If you didn't already know, IPv4 addresses are kinda scarce... Not as urgently terrifying as Y2k was in 1999, but scarce enough that each AWS account gets an initial limit of 5. When we hit that limit after a year or so of creating these Beanstalk apps as needed, we figured we'd find a better way later, and asked AWS to grant us a few more IP addresses. Thankfully they obliged. But of course...
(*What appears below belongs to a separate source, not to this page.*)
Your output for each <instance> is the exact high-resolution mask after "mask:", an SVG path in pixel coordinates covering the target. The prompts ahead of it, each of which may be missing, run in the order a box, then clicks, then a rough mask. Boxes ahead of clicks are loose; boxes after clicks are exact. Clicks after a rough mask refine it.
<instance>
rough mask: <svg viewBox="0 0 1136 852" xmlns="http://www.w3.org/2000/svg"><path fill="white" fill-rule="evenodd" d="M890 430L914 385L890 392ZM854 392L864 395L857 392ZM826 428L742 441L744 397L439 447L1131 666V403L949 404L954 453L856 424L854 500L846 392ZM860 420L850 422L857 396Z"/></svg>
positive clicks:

We completely forgot about the problem until we ran out of IP addresses again. And of course this time there was no time to waste. It was time to deal with this problem head-on.

Fargate to the rescue

Thankfully my coworker Chad has a personal interest in AWS service offerings and in the meantime had become passingly familiar with Fargate, so we at least had a name for something we should look into. We made a quick list of the things that we absolutely had to be able to get out of our new solution:

  • It can't consume an EIP (or at the very least, we have to be able to turn that off)
  • It had to be possible to set environment variables that our code could pick up and put to use to configure itself
  • It had to be able to determine its private IP after launching and create/update an entry in Route 53 so that a hostname could be used for routing messages between the Lambdas and their Conductors.

Fargate also happens to work by running your Docker containers, and this is an area we've been wanting to push into more anyway. Win/win!

I quickly made a one-file application that could test all of these requirements, wrapped it up in a docker container, created a registry on AWS Elastic Container Registry, pushed in the test application container, and spun up a Fargate cluster/service/task.

As it turns out, Fargate was able to do all of that and much more.

It took a good week of tinkering before I really understood the distinction between Fargate Clusters, Services, and Tasks and why they are different probably because this app is one container that doesn't need to cluster, or scale, or connect to any sibling service containers but with that established, it (Fargate) now feels like it's the sharpest tool in my belt and my instincts now want to use it on every problem. In the meantime, even though I didn't grok it all, we were able to be productive through trial and error.

The hardest part of moving our app turned out to be figuring out how to package it up in a Docker container and publish that container to our registry. We've used Docker before but mostly for local development type purposes, like running a Redis server locally without installing it on your machine. Figuring out the similarities between Docker and Git, and understanding how to build locally and push to a remote registry was the most difficult step, but even that wasn't overly difficult.

Building on some advice from an old friend Mark Mandel, we added a Makefile to the project to handle container builds and publishing duties with a couple of simple commands.

With the app successfully wrapped in a container, and the container published to our registry, the only thing left to do was to figure out how to deploy it on Fargate. And that's where the cloud shines! We had a few false-starts where we messed it up and had to trash it and start over, but the only cost was a few cents in compute resources, and our time. Eventually we figured out the right configuration and we had everything we needed.

Maybe next time I'll tell you how we've reinvested those winnings back into Fargate, what sort of awesome improvements we've already made elsewhere in our app, and what sort of awesome improvements are still on our horizon!

I know I sound like a bit of a fan-boy here, but that's only because I am. I am all too excited to have figured out how to use Docker and Fargate to get stuff done, and getting stuff done makes me happy.